Expansion of the Database of the National Debarment List (CEIS): (BR0079)
to increase, through partnerships, the amount of information on the National Debarment List – a database maintained by the Office of the Comptroller General, with the aim of consolidating the list of companies and individuals that have suffered penalties that hinder the participation on procurements and the celebration of contracts with the Public Administration.
IRM End of Term Status Summary
Commitment 4.2. Expansion of the database of the National Debarment List (CEIS)
Commitment Text: To increase, through partnerships, the amount of information on the National Debarment List – a database maintained by the Office of the Comptroller General, with the aim of consolidating the list of companies and individuals that have suffered penalties that hinder the participation on procurements and the celebration of contracts with the Public Administration.
Responsible institution: Office of the Comptroller General
Supporting institution: None
Start date: Not specified End date: 14 December 2014
The National Debarment List (CEIS) comprises businesses and people banned from the right to sign contracts with the public administration. The commitment intended to improve the CEIS by consolidating information on companies and individuals who have violated public contract or procurement rules in the country. This information was previously available, but not indexed with other major open datasets.
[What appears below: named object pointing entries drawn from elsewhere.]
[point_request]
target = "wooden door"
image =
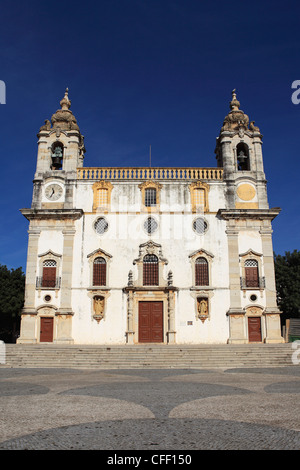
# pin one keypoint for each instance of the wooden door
(46, 331)
(150, 322)
(254, 329)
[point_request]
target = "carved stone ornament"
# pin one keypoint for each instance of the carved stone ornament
(202, 308)
(99, 304)
(236, 118)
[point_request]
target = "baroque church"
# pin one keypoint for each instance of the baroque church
(175, 255)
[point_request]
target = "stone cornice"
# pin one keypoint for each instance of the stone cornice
(258, 214)
(58, 214)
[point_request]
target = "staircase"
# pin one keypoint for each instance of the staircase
(148, 356)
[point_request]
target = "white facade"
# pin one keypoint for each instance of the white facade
(179, 302)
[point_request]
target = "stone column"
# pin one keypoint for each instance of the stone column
(28, 321)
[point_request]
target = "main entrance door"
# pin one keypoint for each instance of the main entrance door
(150, 322)
(46, 331)
(254, 329)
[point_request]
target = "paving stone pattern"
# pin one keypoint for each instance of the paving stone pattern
(233, 409)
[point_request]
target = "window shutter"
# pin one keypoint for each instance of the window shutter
(99, 272)
(201, 274)
(251, 273)
(150, 270)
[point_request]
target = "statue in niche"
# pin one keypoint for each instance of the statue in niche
(56, 158)
(202, 308)
(99, 303)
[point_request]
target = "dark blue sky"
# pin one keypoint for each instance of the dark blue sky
(148, 72)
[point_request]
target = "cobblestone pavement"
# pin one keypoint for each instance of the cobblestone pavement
(233, 409)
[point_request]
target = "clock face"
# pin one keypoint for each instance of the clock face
(53, 192)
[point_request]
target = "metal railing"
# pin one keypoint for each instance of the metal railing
(48, 283)
(147, 173)
(260, 283)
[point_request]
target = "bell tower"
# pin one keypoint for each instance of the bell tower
(239, 152)
(60, 152)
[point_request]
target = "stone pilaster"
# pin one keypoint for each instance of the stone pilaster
(272, 313)
(28, 323)
(64, 323)
(171, 317)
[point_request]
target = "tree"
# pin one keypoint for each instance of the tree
(287, 273)
(12, 288)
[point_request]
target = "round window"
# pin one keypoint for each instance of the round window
(101, 225)
(150, 225)
(200, 225)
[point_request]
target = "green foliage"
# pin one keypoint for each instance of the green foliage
(287, 272)
(12, 287)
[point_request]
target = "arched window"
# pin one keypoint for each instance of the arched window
(99, 272)
(243, 159)
(49, 273)
(201, 272)
(150, 270)
(199, 199)
(57, 151)
(102, 197)
(150, 197)
(251, 273)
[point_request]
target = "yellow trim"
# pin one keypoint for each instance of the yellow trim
(98, 186)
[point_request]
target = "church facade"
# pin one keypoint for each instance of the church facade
(150, 255)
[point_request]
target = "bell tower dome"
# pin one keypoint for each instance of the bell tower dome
(239, 152)
(60, 144)
(60, 152)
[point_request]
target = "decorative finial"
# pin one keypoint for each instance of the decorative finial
(65, 102)
(234, 103)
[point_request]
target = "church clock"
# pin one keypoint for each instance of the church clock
(53, 192)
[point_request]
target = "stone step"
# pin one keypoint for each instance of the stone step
(148, 356)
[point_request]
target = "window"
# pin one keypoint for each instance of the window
(150, 225)
(102, 197)
(150, 197)
(99, 272)
(200, 225)
(201, 272)
(101, 225)
(243, 160)
(57, 156)
(251, 273)
(150, 270)
(49, 273)
(199, 198)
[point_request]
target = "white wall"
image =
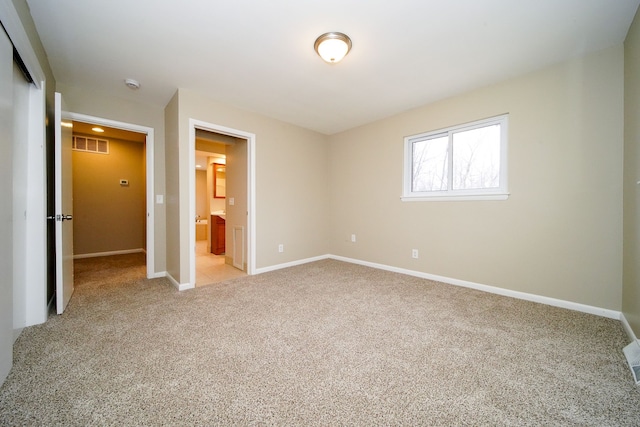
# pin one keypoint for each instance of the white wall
(631, 290)
(558, 235)
(6, 207)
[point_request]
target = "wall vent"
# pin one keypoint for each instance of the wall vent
(91, 145)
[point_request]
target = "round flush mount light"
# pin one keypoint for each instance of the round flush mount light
(132, 84)
(333, 46)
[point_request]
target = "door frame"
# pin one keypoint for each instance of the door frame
(251, 162)
(150, 192)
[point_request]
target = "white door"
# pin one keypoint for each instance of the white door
(64, 208)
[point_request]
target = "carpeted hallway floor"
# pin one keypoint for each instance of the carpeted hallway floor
(327, 343)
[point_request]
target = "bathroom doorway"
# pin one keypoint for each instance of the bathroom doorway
(216, 176)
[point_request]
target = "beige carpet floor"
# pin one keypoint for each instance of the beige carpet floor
(327, 343)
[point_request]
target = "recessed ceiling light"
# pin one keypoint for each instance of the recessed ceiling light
(132, 84)
(333, 46)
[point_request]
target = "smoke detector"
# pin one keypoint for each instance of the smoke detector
(132, 84)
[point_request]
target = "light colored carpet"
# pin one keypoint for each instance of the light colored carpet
(327, 343)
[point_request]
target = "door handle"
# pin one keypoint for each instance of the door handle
(61, 217)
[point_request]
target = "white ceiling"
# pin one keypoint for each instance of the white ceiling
(258, 55)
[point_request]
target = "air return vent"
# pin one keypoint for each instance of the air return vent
(91, 145)
(632, 353)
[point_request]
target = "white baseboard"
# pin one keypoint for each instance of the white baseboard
(110, 253)
(627, 329)
(179, 286)
(290, 264)
(611, 314)
(157, 275)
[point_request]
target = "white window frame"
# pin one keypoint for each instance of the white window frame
(496, 193)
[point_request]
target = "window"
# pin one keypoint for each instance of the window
(465, 162)
(92, 145)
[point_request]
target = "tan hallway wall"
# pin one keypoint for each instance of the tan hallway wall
(108, 216)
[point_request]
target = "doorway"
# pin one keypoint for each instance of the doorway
(109, 186)
(213, 249)
(145, 136)
(233, 211)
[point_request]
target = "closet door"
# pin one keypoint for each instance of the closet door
(6, 207)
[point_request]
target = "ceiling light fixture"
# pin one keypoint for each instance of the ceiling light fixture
(333, 46)
(132, 84)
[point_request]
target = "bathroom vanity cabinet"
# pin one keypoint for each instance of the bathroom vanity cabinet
(217, 235)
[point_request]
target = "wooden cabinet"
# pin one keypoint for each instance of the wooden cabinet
(217, 235)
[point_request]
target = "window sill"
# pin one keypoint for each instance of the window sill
(456, 197)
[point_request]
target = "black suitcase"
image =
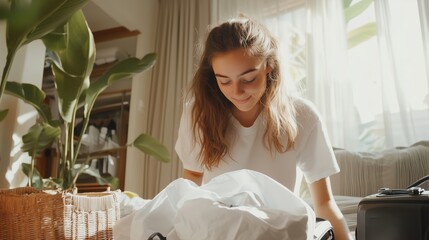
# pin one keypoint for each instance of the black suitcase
(395, 214)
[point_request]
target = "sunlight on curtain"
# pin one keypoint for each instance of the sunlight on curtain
(390, 69)
(371, 92)
(179, 26)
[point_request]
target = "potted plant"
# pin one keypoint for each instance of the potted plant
(62, 27)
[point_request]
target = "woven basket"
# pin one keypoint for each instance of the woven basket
(28, 213)
(90, 215)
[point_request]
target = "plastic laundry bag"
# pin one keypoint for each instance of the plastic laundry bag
(243, 204)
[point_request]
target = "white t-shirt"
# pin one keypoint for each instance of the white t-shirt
(312, 152)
During the period of implementation, the Anticorruption Law (12.846/13) came into force. This law significantly expanded the reach of the CEIS by requiring all public entities to maintain and update the registry of penalised companies. It also created the National Registry of Penalised Companies (CNEP), which lists the companies in violation of the new anti-corruption legislation. The government produced the new deliverables required by both the law and commitment by creating the Integrated CEIS/CNEP Registry System. Public bodies directly submit to the Registry System the names of companies they have sanctioned for violating contracting or procurement rules, or the Anticorruption Law. The data from this system are now publicly available at the Federal Transparency Portal. According to the government’s self-assessment, since the implementation of the new system, five states had joined, while others were in the process of doing so.
Did it open government?
Access to information: Major
Public accountability: Major
The commitment enhanced the transparency of a key registry system to fight corruption and improve public service delivery: the National Debarment List – a database that consolidates the names of companies and individuals who have broken public contracting or procurement rules. For the first time, this database is now public, rather than limited to internal government use. In addition, the linkage of data on companies that have transgressed the Anticorruption Law, as well as the use of state and municipal datasets when possible, considerably increased the effectiveness of this list. By December 2016, the CEIS recorded 7,000 new entries in the course of the year.[Note 117: Antonio Carlos Vasconcellos Nóbrega, “Lei Anticorrupção melhorou relações entre setores público e privado,” http://bit.ly/2idxoVh. ] As of January 2017, there are more than 13,000 data entries on the site, which allows filtering by type of sanction, such as declaration of bad standing, suspension, and ban.[Note 118: Portal de Transparência, Cadastro Nacional de Empresas Inidôneas e Suspensas (CEIS), http://www.portaldatransparencia.gov.br/ceis. ] According to the government, 87 organisations and subnational agencies (including state and municipal governments) were using the CEIS and CNEP by July 2016.
Civil society has largely been supportive of the commitment. According to Transparency Brazil, the CEIS is:
“a relatively simple measure to implement, but fundamental for guaranteeing that sanctioned companies are not eligible for public contracting. The lack of a single registry, however, reveals common management and communication problems between the different entities of the public administration and spheres of government that need to be corrected immediately. It is common for information released by the administration to be under-utilised, if not lost. The judiciary, the courts of auditors, the comptrollers, and other auditing agencies need to work together since isolated efforts will produce limited results.”[Note 119: Natália Paiva (President, Transparency Brazil), e-mail correspondence with the IRM researcher.]
The Ethos Institute presented a proposal for a similar registry of companies involved in corruption as far back as 2004.[Note 120: Paulo Itacarambi, “Lei anticorrupção aprovada na Câmara beneficia empresas responsáveis,” 26 April 2013, http://bit.ly/2iW5MUG. ] Today, the CEIS has become an important tool, mentioned often in the media, to draw attention to corrupt corporations.[Note 121: O Globo, “CGU declara inidônea empresa investigada na Lava-Jato,” 23 December 2016, http://glo.bo/2juXYdw. See also http://bit.ly/2j06CA0 for an article about 96 companies in Espírito Santo that are prohibited from contracting with the government. ] In this way, the commitment has significantly improved public access to information on government anti-corruption practices and relations with the private sector. Moreover, given that the government is not allowed to procure from companies on the CEIS, citizens now have an important new tool to hold it accountable for its procurement practices.
The commitment was not carried forward to Brazil’s third action plan. Nonetheless, the IRM researcher recommends expanding the registry to include other branches and agencies of government, especially the judiciary. The IRM researcher also recommends putting in place consultation mechanisms regarding other data to be incorporated into the system, and strengthening accountability mechanisms for those registered who may have problems with the data.